What is the migrating motor complex and why does it matter for SIBO?

The MMC is a cyclical pattern of electrical activity that sweeps bacteria and debris from your small intestine into the colon every 90–120 minutes — but only during fasting periods between meals. When the MMC is impaired (commonly from food poisoning, medications, or nerve damage), bacteria accumulate and SIBO develops. This is why meal spacing (4–5 hours, no snacking) is the single most important habit for both treating and preventing SIBO.

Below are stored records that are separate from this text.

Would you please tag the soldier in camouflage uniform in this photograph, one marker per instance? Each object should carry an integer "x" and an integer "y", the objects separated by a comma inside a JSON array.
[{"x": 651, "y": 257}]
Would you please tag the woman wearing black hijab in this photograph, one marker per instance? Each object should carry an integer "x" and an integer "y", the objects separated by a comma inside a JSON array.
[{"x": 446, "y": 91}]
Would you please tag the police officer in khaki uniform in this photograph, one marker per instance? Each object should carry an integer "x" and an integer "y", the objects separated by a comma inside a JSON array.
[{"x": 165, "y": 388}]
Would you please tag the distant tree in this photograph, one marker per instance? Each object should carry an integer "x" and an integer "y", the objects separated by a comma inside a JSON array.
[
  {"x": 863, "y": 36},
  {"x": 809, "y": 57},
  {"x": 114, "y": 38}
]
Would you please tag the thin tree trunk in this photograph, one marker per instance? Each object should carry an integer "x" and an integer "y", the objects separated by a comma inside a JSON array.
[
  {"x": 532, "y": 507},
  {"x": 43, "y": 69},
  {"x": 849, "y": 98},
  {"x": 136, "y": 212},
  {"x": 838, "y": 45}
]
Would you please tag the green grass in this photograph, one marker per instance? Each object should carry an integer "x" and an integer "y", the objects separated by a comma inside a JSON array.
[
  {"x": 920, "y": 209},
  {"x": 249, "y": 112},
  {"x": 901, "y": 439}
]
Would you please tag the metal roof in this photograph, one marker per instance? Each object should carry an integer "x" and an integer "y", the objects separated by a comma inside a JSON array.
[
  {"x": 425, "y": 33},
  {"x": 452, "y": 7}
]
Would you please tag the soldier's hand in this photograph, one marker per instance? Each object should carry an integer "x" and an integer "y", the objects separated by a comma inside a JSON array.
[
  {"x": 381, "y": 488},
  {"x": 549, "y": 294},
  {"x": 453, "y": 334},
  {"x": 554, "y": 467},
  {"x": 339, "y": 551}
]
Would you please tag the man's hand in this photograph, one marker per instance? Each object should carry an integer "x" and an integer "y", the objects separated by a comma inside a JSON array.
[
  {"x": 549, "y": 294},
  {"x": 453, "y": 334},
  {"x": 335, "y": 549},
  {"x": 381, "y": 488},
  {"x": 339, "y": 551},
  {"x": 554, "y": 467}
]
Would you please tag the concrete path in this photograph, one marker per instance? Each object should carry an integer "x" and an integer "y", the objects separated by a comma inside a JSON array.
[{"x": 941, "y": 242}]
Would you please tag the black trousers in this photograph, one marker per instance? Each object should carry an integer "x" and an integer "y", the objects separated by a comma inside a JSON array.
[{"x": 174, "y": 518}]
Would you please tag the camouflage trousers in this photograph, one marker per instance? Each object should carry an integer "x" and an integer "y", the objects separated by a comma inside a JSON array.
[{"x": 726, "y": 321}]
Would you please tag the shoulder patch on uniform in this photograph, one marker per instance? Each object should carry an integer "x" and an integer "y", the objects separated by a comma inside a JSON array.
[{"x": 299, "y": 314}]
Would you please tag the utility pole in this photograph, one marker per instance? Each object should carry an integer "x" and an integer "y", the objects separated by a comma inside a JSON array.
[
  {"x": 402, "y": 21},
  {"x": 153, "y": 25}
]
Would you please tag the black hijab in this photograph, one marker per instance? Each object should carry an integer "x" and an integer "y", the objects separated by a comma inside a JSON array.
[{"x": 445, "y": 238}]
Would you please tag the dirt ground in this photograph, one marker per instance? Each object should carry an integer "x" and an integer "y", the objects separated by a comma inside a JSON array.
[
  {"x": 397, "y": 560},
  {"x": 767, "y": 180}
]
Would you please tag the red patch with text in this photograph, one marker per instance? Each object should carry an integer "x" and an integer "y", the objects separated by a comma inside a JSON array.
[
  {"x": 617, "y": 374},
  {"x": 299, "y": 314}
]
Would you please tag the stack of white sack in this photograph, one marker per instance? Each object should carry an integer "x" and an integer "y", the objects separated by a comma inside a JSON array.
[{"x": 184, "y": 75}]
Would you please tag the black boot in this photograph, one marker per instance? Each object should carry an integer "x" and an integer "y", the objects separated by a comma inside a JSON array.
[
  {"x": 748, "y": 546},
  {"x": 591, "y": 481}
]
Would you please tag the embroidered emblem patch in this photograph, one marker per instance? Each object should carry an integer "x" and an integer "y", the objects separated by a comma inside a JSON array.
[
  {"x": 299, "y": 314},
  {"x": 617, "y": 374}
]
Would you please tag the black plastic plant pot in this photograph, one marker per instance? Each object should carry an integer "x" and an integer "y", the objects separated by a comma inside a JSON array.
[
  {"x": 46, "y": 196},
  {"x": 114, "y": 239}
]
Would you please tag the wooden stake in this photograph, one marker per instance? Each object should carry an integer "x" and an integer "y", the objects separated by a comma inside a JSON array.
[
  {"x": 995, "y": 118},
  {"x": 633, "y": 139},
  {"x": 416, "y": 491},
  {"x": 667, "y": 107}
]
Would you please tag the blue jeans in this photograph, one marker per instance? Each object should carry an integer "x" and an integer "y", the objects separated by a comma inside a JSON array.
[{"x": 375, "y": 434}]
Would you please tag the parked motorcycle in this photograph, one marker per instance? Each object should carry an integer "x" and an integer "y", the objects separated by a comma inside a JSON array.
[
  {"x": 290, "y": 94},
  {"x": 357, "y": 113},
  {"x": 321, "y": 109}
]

Is SIBO the same as methane SIBO (IMO)?

Not exactly. Traditional SIBO refers to bacterial overgrowth producing hydrogen or hydrogen sulfide in the small intestine. Methane is produced by archaea (not bacteria), which can overgrow in both the small and large intestine. This is why methane-dominant SIBO has been reclassified as Intestinal Methanogen Overgrowth (IMO). The distinction matters because IMO requires different treatment — typically allicin or neomycin added to the standard protocol.

How do you know if SIBO treatment is working?

During treatment, you should notice gradual improvement in bloating, gas, and bowel regularity over 2–4 weeks. However, some patients experience a temporary die-off reaction (increased symptoms for a few days) when bacteria are being killed. The definitive way to confirm eradication is a follow-up breath test 2–4 weeks after completing antimicrobials. Don't rely on symptoms alone — gas levels on the breath test are the objective measure.

Can SIBO cause weight gain or weight loss?

Both. Hydrogen-dominant SIBO more commonly causes weight loss due to malabsorption and diarrhea. Methane-dominant SIBO/IMO is more associated with weight gain because methane slows intestinal transit, increasing calorie absorption and causing constipation. Methane also appears to directly affect metabolism. Treating the underlying SIBO can help normalize weight in either direction.